Every Wednesday, I send out something of a hodgepodge of ideas, a gathering of thoughts on books, culture, and unexpected moments of joy. Sign up here to stay in the loop!

To stand on a strip of sand or rock or shell and to look out into the vast expanse of ocean is to reckon with a force completely beyond your control. The persistent wind couples with the breaking waves to induce a state of near-hypnosis that some find meditative and others find suffocating. If you visit the beach, you might pay heed to the tides mostly as a matter of curiosity. If you live by and with and in the ocean, the rhythm of the tides are as constant and familiar as the traffic patterns on your morning commute. And if you surf, well, the tide is everything.


If asked to conjure an image of a surfer, someone along the lines of Keanu Reeves or Matthew McConaughey is very likely to be the result. In The Only Black Girls in Town, author Brandy Colbert helps us remember that surfers (and families, and friends, and neighbors) come in all shapes, sizes, and colors.

Alberta lives in a Ewing Beach, CA with her two dads, and she surfs; in fact, she's one of the best surfers in town. She's also the only black kid in her grade until Edie moves in across the street just a few days before seventh grade begins. Edie, too, pushes back against stereotypes with her all-black wardrobe, combat boots, and black lipstick. Despite their differences, both girls take refuge in their shared blackness, finding friendship and navigating the tumultuous realities of seventh grade. And after they find a stack of mysterious diaries from the 1950s in the attic, they discover they aren't the first to feel like they didn't belong.


One of the most powerful forces in literature for young people is the ability to break down barriers. We talk about representation, and of course, this book brings loads of reminders of how important it is to see yourself and be seen as yourself in a book. The obvious answer here is that yes, black girls can be California surfers or New York goths, can have gay dads or be vegetarian. But there are other, perhaps smaller but no less important, forms of representation here. When Alberta describes her interactions with new people, she says

"Even people who don't have a problem with nontraditional families have so many questions. . . . I've watched Dad and Elliott talk to other adults about it, and by the end of the conversation, they always look like I feel: a little frustrated and completely exhausted."

To any child in any nontraditional setting, this kind of recognition is so important. To hear in a book that explaining is ok, even somewhat understandable, but it does make one tired - to feel heard in that way is like releasing a held breath. And yes, cover images are so important, but so are tiny elements like mentioning a sleep cap or putting lotion on your elbows or figuring out how to be vegetarian without being the weirdo in the room. Small, familiar acts made real in a book: that's life-changing.

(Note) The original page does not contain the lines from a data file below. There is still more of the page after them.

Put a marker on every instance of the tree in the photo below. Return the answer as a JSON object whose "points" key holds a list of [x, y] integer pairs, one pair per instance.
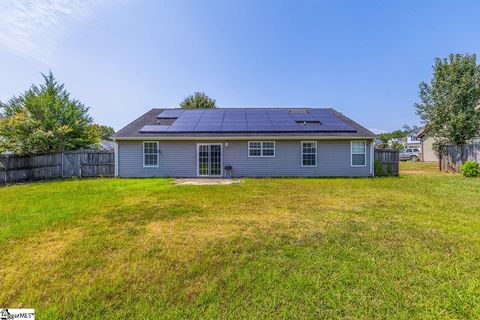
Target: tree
{"points": [[45, 118], [105, 131], [198, 100], [448, 103]]}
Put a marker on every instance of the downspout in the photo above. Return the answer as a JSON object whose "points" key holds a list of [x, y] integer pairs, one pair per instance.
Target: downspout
{"points": [[372, 156]]}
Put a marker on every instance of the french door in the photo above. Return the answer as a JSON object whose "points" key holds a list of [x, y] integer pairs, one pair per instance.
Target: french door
{"points": [[209, 159]]}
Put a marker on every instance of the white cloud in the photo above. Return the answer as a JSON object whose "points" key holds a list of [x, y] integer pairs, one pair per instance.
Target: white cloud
{"points": [[32, 28], [377, 131]]}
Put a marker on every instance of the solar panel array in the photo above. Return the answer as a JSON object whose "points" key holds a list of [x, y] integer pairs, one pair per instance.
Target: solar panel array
{"points": [[249, 120]]}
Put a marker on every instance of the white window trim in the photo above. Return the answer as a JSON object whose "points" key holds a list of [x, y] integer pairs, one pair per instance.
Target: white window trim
{"points": [[364, 154], [158, 155], [261, 149], [301, 154]]}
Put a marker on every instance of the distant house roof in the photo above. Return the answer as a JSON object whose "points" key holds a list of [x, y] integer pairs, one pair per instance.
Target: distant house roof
{"points": [[107, 145], [243, 122], [414, 132], [420, 133]]}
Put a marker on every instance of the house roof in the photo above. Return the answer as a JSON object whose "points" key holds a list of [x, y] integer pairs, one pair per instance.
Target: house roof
{"points": [[245, 122], [420, 133]]}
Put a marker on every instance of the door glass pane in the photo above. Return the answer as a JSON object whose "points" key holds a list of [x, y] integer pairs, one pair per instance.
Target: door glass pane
{"points": [[203, 160], [215, 160]]}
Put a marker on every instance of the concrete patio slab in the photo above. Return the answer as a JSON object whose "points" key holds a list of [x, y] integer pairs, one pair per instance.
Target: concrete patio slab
{"points": [[205, 181]]}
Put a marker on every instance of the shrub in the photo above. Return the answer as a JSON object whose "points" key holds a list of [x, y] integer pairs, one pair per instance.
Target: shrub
{"points": [[470, 169]]}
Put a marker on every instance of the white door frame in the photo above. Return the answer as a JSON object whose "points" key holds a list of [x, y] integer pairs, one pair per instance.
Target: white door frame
{"points": [[209, 159]]}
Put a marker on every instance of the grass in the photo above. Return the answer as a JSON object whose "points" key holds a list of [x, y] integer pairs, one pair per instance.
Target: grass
{"points": [[406, 247]]}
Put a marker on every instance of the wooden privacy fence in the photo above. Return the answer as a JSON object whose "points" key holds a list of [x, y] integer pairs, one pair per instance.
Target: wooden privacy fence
{"points": [[57, 165], [456, 155], [386, 162]]}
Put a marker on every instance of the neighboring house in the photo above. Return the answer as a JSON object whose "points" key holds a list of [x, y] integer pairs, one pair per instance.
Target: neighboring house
{"points": [[426, 146], [392, 141], [306, 142], [413, 140]]}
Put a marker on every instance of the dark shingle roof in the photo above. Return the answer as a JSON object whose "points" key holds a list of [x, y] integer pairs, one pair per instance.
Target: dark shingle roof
{"points": [[138, 129]]}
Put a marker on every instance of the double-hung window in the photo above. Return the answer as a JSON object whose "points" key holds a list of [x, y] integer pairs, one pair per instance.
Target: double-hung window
{"points": [[309, 153], [150, 154], [261, 148], [359, 153]]}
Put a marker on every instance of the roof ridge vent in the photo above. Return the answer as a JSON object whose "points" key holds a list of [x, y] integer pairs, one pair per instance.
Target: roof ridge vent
{"points": [[298, 110]]}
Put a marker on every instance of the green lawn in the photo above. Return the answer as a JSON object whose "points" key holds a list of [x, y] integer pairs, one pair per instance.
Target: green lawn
{"points": [[405, 247]]}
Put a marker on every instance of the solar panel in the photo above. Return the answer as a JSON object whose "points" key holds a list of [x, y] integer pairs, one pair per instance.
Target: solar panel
{"points": [[246, 120], [171, 113], [153, 129]]}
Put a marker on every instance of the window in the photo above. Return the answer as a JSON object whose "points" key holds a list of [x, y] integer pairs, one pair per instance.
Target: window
{"points": [[309, 153], [150, 154], [359, 153], [261, 148]]}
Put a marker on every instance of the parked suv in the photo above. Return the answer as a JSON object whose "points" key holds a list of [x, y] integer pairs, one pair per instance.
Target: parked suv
{"points": [[412, 154]]}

Of course, this book is not only about race or family structures or differences. It's also very much about seventh grade and friendships and the tidal push-pull of adolescence. No matter how prepared you are with your charts and your schedules, the lived reality of the ocean is unpredictable. The very fact of the changes, the certainty of them, is part of what unsettles. When Alberta observes the way her best friend, Laramie, seems to be growing up faster than she is, it isn't surprise that things are changing that trips Alberta. It's that you can never really be prepared for exactly how and when the current will shift. It's the way you can feel and sound so grown-up and simultaneously still feel scared and small.


Like any middle-schooler -- and any surfer -- knows, success demands a certain sensitivity to change, a flexibility that allows you to shift your position slightly without changing your core balance. The tide will always be there. You can't control it, but sometimes you can ride it.